On Fri, 20 Feb 2026 at 02:06, 'Damien Le Moal' via syzkaller-bugs
<
syzkall...@googlegroups.com> wrote:
>
> On 2/20/26 09:55, Niklas Cassel wrote:
> > On Thu, Feb 19, 2026 at 10:33:22AM +0900, Damien Le Moal wrote:
> >>>> UBSAN: shift-out-of-bounds in drivers/ata/libata-core.c:5166:24
> >>>> shift exponent 4210818301 is too large for 64-bit type 'long long unsigned int'
> >>>
> >>> 4210818301 is 0xfafbfcfd
> >>>
> >>> 0xfafbfcfd is ATA_TAG_POISON.
> >>>
> >>> ATA_TAG_POISON is set by ata_qc_free(), so it appears that
> >>> ata_scsi_deferred_qc_work() is trying to issue a QC that has
> >>> already been freed.
> >>
> >> I checked the code but I fail to see any path that can lead to this happening.
> >> I did more tests using qemu q35 machine as used by syzbot, and everything looks
> >> fine. So not sure what is happening here. I will dig further.
> >
> > Hello Damien,
> >
> >
> > My best guess:
> > since qc->tag is ATA_TAG_POISON, ata_qc_free() must have been called
> > on ap->deferred_qc.
> >
> > If it was an NCQ abort, ata_eh_set_pending() would have been called to
> > clear ap->deferred_qc. Since ap->deferred_qc is apparently set, it
> > appears that we did not get an error IRQ.
> >
> > To me, that leaves a timeout as the most likely scenario.
>
> Good point. I think the timeout case was completely overlooked...

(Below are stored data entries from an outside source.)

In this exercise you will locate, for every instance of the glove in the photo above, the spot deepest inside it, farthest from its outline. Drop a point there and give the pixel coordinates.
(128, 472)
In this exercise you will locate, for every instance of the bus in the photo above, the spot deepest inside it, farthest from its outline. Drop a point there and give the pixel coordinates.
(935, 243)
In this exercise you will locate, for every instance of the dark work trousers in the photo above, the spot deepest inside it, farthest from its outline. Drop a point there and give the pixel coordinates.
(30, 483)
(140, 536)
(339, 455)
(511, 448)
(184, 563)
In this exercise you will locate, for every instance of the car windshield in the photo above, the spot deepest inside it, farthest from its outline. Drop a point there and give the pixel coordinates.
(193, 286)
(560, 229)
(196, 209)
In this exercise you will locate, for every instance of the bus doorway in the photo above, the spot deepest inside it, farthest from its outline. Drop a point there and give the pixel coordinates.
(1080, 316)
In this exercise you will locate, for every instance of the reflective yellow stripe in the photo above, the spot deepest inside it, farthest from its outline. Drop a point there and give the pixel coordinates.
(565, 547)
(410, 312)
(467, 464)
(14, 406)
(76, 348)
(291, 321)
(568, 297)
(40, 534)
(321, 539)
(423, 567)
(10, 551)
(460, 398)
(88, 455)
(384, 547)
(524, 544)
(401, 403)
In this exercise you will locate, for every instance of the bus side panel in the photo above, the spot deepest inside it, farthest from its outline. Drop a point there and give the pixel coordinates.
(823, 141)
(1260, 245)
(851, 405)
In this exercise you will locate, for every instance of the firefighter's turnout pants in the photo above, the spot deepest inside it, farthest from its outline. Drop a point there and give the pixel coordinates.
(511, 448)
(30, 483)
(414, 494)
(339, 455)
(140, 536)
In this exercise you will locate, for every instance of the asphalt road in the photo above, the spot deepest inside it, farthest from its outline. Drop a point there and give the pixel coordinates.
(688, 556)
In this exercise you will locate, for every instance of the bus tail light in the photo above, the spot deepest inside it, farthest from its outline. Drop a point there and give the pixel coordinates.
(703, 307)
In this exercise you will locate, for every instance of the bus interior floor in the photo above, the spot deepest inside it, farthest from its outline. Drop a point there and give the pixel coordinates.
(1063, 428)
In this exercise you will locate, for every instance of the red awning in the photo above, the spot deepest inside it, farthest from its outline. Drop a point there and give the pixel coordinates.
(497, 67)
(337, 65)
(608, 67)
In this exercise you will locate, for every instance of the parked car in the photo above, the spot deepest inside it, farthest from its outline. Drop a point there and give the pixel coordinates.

> That should be fairly easy to debug: I just need to add have the deferred work
> do nothing to see the deferred qc timeout.
>
> Let me hack something and come up with a fix.
>
> >
> > I.e. SCSI EH is called without ata_eh_set_pending() having been called.
> > (Currently ata_eh_set_pending() is the function that clears
> > ap->deferred_qc)
> >
> >
> >
> > If I look at ata_scsi_cmd_error_handler() it will only break if:
> >
> > if (qc->flags & ATA_QCFLAG_ACTIVE && qc->scsicmd == scmd)
> >
> > If the deferred QC times out, flag ATA_QCFLAG_ACTIVE will not be set
> > (because ATA_QCFLAG_ACTIVE is only set by qc_issue()).
> >
> > Since ATA_QCFLAG_ACTIVE is not set i == ATA_MAX_QUEUE, so we will enter the
> > else clause which calls:
> > scsi_eh_finish_cmd(scmd, &ap->eh_done_q);
> >
> >
> > That might potentially free the tag to the block layer to reuse,
> > while ap->deferred_qc is still set (with the same tag).
> >
> > Possibly, next time ata_scsi_qc_issue() is called, ap->deferred_qc is still set,
> > so it calls ata_qc_free(qc), which, since it wasn't cleared, might have the same
> > tag? because block layer has now reused the tag (since SCSI completed the
> > command).
> >
> > I would possibly have expected some kind of print from SCSI in this case.
> > (But since the else clause finishes the command normally, perhaps not?)
> >
> > But perhaps it is wise to add some code to ata_scsi_cmd_error_handler()
> > which clears ap->deferred_qc.
> >
> >
> >
> > Another possibility... again, timed out commands will not have called
> > ata_eh_set_pending(). scsi_timeout() will call scsi_abort_command()
> > which will queue delayed work, and the worker function scmd_eh_abort_handler()
> > will call scsi_eh_scmd_add(), which calls
> > scsi_host_set_state(shost, SHOST_RECOVERY).
> >
> > We did add a guard in libata in commit e20e81a24a4d ("ata: libata-core: do not
> > issue non-internal commands once EH is pending"), so that we will defer commands
> > even when EH is pending. But in the case of timeout, there will be no error IRQ,
> > so we will not do an early return in __ata_scsi_queuecmd(), so we could set
> > qc->deferred_qc up until the worker function scmd_eh_abort_handler() has called
> > scsi_host_set_state(shost, SHOST_RECOVERY).
> >
> > Again, adding some code to ata_scsi_cmd_error_handler() to clear ap->deferred_qc
> > should handle this case.
> >
> >
> > I would probably hack some QEMU to not send a reply, so that we will get block
> > layer timeouts, because right now, ata_scsi_cmd_error_handler() seems like the
> > most likely problematic code to me.
Hi,
Some info I can infer from these 4 crashes.
There is some kind of race, or very rare timing is likely to be
involved. Only 4 crashes is not much. Usually the fuzzer triggers them
more often.
The crash happens in kworker, this makes it impossible to infer when
test programs may be involved.
In all 4 cases there is a preceding USB disconnect message:
[ 644.391966][ T5992] usb 11-1: USB disconnect, device number 24
It may be related. These devices can be connected via USB, right?
Unfortunately, I cannot infer much more.
These USB device numbers may theoretically allow to infer the test
program, but I think it's currently not possible.
It may be possible to reply these logs for longer to see if they
trigger the crash.